Co sprawia, że kierowcy tak chętnie oddają swoje stare samochody do skupu? Na pewno szybkość transakcji jest ogromnym atutem, bo wszystkie sprawy związane ze sprzedażą trwają nie więcej niż kilka dni. Czy jednak cena uzyskana w skupie będzie równie atrakcyjna dla sprzedającego?
Stare auto często staje się problemem dla swojego właściciela, bo notorycznie się psuje i jest drogie w utrzymaniu. Wymiana części i kolejny remont w pewnym momencie przestają się opłacać, pozostaje więc sprzedaż, co potrafi być jeszcze większym wyzwaniem niż generalna naprawa pojazdu. Chętnych na używane samochody jest bowiem sporo, ale mało kto szuka aut bardzo zniszczonych i awaryjnych. Skup jest w takim przypadku najsensowniejszym rozwiązaniem – sprzedaż da się szybko zorganizować, a cena wcale nie musi być niższa od tej na rynku wtórnym.

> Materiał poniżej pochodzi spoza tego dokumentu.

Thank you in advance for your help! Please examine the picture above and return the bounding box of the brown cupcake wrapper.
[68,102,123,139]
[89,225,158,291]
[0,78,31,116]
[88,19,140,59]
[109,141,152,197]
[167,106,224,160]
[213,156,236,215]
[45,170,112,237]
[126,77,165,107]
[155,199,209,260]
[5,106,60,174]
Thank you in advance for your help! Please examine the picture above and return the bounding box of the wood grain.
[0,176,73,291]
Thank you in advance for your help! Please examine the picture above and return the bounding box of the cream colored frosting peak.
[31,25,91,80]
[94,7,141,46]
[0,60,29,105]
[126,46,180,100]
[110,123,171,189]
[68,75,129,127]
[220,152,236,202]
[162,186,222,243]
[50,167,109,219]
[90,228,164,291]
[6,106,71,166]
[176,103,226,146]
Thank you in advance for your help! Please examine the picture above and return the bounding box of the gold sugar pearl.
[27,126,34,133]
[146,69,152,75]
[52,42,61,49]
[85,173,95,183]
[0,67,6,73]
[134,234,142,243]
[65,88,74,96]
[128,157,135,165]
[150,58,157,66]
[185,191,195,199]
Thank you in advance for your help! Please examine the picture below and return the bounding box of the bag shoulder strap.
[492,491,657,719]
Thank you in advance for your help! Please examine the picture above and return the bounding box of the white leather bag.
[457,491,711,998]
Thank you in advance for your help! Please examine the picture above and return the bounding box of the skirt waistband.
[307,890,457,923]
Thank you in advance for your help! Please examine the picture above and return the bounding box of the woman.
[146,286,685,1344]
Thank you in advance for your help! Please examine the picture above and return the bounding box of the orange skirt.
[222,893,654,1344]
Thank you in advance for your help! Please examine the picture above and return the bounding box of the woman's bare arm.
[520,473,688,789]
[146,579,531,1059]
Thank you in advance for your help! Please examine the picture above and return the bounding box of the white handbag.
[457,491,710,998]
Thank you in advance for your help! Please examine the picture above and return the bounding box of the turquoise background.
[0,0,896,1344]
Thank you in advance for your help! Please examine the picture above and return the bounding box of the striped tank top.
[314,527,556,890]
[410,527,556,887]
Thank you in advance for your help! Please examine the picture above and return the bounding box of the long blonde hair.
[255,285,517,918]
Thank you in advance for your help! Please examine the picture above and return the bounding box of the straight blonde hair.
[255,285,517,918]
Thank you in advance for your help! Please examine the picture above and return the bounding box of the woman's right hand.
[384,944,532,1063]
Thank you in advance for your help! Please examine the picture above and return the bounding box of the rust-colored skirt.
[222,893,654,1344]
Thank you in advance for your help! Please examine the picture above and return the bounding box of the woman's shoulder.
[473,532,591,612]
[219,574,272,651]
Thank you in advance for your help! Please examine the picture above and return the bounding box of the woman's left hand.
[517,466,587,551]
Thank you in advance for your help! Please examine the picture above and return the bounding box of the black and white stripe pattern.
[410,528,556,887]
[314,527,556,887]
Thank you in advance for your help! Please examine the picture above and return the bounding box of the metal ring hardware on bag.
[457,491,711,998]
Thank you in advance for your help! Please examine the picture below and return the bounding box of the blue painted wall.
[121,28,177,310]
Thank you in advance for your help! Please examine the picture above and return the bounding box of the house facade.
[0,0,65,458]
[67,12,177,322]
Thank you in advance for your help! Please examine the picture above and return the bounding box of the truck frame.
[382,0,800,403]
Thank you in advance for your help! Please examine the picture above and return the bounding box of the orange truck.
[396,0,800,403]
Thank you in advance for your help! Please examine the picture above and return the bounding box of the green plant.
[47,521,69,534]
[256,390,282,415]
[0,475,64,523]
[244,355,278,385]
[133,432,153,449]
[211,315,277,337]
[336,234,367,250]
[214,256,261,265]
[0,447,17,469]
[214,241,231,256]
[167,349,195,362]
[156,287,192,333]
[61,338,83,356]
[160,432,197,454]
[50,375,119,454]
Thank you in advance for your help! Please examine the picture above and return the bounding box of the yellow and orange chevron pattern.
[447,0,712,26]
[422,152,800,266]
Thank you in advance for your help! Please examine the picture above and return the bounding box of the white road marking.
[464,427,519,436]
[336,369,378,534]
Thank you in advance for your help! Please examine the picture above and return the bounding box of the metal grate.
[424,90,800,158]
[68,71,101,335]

Warto także pamiętać, że starego pojazdu nie wolno porzucić – za zostawienie wraku np. w lesie grożą wysokie kary finansowe. Ponadto za porzucony samochód nadal trzeba opłacać składki OC, ponieważ ten obowiązek ustaje dopiero po wyrejestrowaniu auta. Inaczej mówiąc, o wiele bardziej opłaca się oddać samochód na złom, bo nawet za najgorszy wrak kierowca dostanie jakieś pieniądze, nie mówiąc już o dopełnieniu wymaganych formalności.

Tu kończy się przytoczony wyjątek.